Alternatively, definitions of cyber security would benefit from inclusive conceptions that factor in human engagements with systems, acknowledge interrelated dimensions and inherent complexities of cybersecurity, which involves dynamic interactions between all inter-connected stakeholders. An effective cybersecurity strategy entails a judicious mix of people, policies and technology, as well as a robust public-private partnership.

Cybersecurity is a broad term and often has highly variable subjective definitions. This hinders the formulation of appropriately responsive policy and legislative actions. As a benchmark, we borrow the Dan Purse et al. definition of cybersecurity– “the organisation and collection of resources, processes, and structures used to protect cyberspace and cyberspace-enabled systems from occurrences that misalign de jure from de facto property rights.” The benefit of this articulation is that it necessitates a deeper understanding of the harms and consequences of cyber security threats and their impact. However, this definition cannot be adopted within the Indian legal framework as (a) property rights are not recognised as fundamental rights and (b) this narrows its application to a harms and consequences standard.

Most importantly, the authors identify five common elements to form a holistic and effective approach towards defining cybersecurity. The following elements are from a literature review of 9 cybersecurity definitions are:

  • technological solutions
  • events
  • strategies, processes, and methods
  • human engagement; and
  • referent objects.

These elements highlight the complexity of the process and involve interaction between humans and systems for protecting the digital assets and themselves from various known and unknown risks. Simply put, any unauthorized access, use, disclosure, disruption, modification or destruction results in at least, a loss of functional control over the affected computer device or resource to the detriment of the person and/or legal entity in whom lawful ownership of the computer device or resource is vested. The definition codified under the IT Act only partly captures the complexity of ‘cyber security’ and its implications.

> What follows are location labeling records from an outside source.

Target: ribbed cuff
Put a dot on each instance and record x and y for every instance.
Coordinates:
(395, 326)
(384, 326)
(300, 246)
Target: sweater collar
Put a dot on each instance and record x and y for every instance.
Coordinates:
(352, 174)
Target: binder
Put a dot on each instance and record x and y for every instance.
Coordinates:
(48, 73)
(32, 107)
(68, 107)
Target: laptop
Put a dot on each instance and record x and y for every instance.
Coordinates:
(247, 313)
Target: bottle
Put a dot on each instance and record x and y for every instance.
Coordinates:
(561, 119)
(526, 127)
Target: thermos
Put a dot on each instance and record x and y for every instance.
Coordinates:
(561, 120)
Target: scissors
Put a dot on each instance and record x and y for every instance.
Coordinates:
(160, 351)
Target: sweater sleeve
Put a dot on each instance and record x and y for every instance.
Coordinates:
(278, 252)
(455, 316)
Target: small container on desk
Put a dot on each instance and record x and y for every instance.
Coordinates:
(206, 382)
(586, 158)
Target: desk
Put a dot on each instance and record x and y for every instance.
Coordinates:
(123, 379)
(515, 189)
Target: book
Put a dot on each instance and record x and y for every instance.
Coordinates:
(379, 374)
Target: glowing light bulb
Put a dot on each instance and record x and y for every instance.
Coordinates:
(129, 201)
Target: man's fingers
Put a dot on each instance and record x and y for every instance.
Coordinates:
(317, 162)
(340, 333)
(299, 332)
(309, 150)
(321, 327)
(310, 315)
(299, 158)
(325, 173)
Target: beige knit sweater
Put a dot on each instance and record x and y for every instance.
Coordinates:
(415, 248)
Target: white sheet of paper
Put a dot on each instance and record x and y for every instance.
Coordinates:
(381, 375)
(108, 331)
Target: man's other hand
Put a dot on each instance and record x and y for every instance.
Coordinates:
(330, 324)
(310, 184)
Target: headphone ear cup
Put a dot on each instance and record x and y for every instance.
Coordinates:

Economic interest is a core objective that necessitates cyber-resilience. Recognising the economic consequences of such attacks rather than protecting limited resources such as computer systems acknowledges the complex approaches to cybersecurity. Currently, the definition of cybersecurity is dominated by technical perspectives, and disregards other disciplines that should be ideally acting in concert to address complex challenges. Cyber-resilience can be operationalised through a renewed definition; divergent approaches within India to tackle cybersecurity challenges will act as a strategic barrier to economic growth, data flow, investments, and most importantly effective security. It will also divert resources away from more effective strategies and capacity investments. Finally, the Indian approach should evolve and stem from the threat perception, the socio-technical character of the term, and aim to bring cybersecurity stakeholders together.